Symposium animé par Germain Poizat et Gwenaël Lefeuvre

Les enseignants et les formateurs sont souvent dans une relation ambivalente avec les artefacts[1]. Soit ces derniers sont « opaques » aux protagonistes du fait d’une méconnaissance de leur pouvoir de structuration de l’action, soit ils semblent être une « évidence » tant ils sont intégrés et incorporés dans les pratiques quotidiennes. Par voie de conséquence, les artefacts sont souvent considérés comme secondaires dans l’organisation des pratiques d’enseignement et/ou de formation (Adé & De Saint George, 2010). Les acteurs du système éducatif sous-estiment souvent les effets – directs et indirects – de l’utilisation des objets de leur environnement (objets, pour une partie, hérités de la production des générations antérieures, pour une autre, construits par les collectifs et les individus pour répondre à des situations-problèmes contemporains et localisés) sur leurs pratiques d’enseignement et de formation ainsi que sur les principes et croyances qui guident et orientent ces pratiques. Pourtant, il n’est pas difficile d’imaginer les changements qu’occasionne par exemple une modification de l’agencement de l’espace de formation ou bien  la mise en place de nouveaux outils ou dispositif pédagogiques (outil de régulation du comportement des élèves, nouveau dispositif d’évaluation des compétences des élèves, etc.) dans la configuration des activités de l’enseignant/formateur et des processus (socio)cognitifs sous-jacents.

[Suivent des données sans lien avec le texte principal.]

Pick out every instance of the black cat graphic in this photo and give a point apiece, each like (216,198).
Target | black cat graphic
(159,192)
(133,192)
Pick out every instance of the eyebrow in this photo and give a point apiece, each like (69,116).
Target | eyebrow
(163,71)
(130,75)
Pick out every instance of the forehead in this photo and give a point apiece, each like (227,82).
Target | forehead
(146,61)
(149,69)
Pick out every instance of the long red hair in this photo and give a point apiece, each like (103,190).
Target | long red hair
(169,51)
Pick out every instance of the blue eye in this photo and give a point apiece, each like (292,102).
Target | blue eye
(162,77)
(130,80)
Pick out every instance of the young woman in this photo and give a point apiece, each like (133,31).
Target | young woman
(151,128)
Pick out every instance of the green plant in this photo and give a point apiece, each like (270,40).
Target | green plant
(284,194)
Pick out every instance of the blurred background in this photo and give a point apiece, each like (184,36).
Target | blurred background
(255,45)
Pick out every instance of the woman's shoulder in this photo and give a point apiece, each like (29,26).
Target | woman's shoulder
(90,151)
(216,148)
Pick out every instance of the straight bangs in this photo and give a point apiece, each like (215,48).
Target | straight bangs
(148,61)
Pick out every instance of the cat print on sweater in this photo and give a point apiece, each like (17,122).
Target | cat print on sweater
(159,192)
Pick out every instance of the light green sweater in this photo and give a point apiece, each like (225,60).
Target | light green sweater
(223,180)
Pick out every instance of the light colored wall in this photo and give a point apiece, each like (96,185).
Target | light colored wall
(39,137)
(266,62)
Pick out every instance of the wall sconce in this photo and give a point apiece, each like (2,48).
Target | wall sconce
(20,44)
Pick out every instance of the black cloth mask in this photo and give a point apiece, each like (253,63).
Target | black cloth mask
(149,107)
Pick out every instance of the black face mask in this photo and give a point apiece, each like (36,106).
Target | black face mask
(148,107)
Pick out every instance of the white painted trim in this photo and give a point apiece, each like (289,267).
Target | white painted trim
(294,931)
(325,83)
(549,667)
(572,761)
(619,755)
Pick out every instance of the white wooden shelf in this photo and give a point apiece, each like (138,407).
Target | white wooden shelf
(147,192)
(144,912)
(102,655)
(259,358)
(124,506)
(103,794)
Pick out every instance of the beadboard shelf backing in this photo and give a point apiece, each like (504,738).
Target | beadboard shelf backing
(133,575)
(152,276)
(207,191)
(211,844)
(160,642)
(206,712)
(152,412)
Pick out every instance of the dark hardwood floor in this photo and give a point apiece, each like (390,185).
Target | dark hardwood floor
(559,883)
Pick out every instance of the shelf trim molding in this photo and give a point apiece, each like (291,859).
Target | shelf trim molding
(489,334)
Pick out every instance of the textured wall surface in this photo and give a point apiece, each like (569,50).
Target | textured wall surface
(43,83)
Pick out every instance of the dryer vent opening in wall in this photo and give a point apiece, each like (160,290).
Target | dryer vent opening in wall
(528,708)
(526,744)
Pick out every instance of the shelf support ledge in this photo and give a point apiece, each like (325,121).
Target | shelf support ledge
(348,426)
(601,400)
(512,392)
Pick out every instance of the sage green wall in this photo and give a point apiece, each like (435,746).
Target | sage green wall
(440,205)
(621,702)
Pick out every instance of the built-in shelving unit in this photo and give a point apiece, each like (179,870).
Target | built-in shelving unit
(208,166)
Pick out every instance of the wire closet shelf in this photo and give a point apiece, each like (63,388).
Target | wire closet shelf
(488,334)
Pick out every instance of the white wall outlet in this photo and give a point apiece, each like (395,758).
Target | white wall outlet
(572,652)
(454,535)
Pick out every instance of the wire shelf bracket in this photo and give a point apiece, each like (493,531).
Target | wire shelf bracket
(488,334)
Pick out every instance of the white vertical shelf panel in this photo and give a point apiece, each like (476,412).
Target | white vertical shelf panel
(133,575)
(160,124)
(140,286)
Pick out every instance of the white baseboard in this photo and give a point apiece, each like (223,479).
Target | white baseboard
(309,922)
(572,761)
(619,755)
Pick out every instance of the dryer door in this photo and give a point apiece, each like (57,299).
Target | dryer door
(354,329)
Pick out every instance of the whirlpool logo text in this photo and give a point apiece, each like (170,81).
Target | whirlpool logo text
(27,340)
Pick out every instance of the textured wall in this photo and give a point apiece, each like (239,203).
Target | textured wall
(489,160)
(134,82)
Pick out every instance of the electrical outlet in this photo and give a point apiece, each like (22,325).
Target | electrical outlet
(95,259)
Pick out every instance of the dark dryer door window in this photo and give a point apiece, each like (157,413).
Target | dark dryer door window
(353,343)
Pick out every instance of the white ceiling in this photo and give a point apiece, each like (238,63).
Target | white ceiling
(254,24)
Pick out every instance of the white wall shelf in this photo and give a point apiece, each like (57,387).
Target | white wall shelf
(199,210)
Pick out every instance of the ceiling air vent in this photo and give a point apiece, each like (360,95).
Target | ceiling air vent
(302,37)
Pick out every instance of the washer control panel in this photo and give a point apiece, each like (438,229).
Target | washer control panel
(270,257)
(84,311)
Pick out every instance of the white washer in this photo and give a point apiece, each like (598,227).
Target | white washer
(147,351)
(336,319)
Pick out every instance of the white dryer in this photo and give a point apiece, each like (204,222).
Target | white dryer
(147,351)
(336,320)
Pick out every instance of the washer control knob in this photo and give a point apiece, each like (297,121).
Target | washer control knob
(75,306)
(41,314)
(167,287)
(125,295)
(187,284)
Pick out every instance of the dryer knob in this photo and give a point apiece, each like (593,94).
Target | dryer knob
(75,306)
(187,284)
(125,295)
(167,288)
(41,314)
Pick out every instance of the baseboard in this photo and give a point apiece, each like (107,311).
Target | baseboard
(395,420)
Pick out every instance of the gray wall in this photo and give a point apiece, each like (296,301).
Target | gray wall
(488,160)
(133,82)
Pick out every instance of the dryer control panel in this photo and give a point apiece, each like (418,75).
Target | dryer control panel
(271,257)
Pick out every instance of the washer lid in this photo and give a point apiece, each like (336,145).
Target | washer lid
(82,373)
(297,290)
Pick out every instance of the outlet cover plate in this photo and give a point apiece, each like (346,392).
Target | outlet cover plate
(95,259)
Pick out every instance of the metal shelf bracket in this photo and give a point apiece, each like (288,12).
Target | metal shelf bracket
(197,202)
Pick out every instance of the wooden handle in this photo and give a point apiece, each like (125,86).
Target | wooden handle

Lorsque l’on « dénaturalise » les objets et dispositifs qui environnent l’activité des individus, comme l’ont déjà effectué certains travaux en sociologie (Thévenot, 1993 Latour, 1989, Bernoux, 2002) ou d’autres dans les théories de l’activité (Rabardel, 1995, Béguin, 2005, Cuvelier & Caroly, 2009, Durand, 2008, Theureau, 2004), nous prenons conscience de leurs fonctions dans la construction de l’expérience, la mobilisation des connaissances et savoir-faire nécessaires à la réussite de l’activité, ou encore dans la construction et l’actualisation d’une culture locale. Les objets et les dispositifs présents dans un environnement de travail sont des constructions sociales et historiques (Simondon, 1958, Stiegler, 1994) qui participent, pour une part, à développer, à travers leurs appropriation,  la capacité d’agir des individus, et d’autre part, à pré-structurer le champ des possibles dans leurs pratiques effectives (à sélectionner ce qu’il est possible de faire et de ne pas faire, à identifier des problématiques et en occulter d’autres, etc.). Pour reprendre la théorie de la genèse instrumentale de Rabardel (1995), qui est une manière parmi d’autres d’étudier l’appropriation, les objets sont instrumentés par les acteurs (ils sont utilisés comme ressources dans la réussite de leur action) pour guider et orienter leurs pratiques mais ils instrumentalisent également ces derniers à travers les contraintes, plus ou moins conscientisées, que leurs usages imposent. En d’autres termes, les artefacts sont constitutifs et constituants de l’activité tant du point de vue cognitif que du point de vue social (Havelange, 2005).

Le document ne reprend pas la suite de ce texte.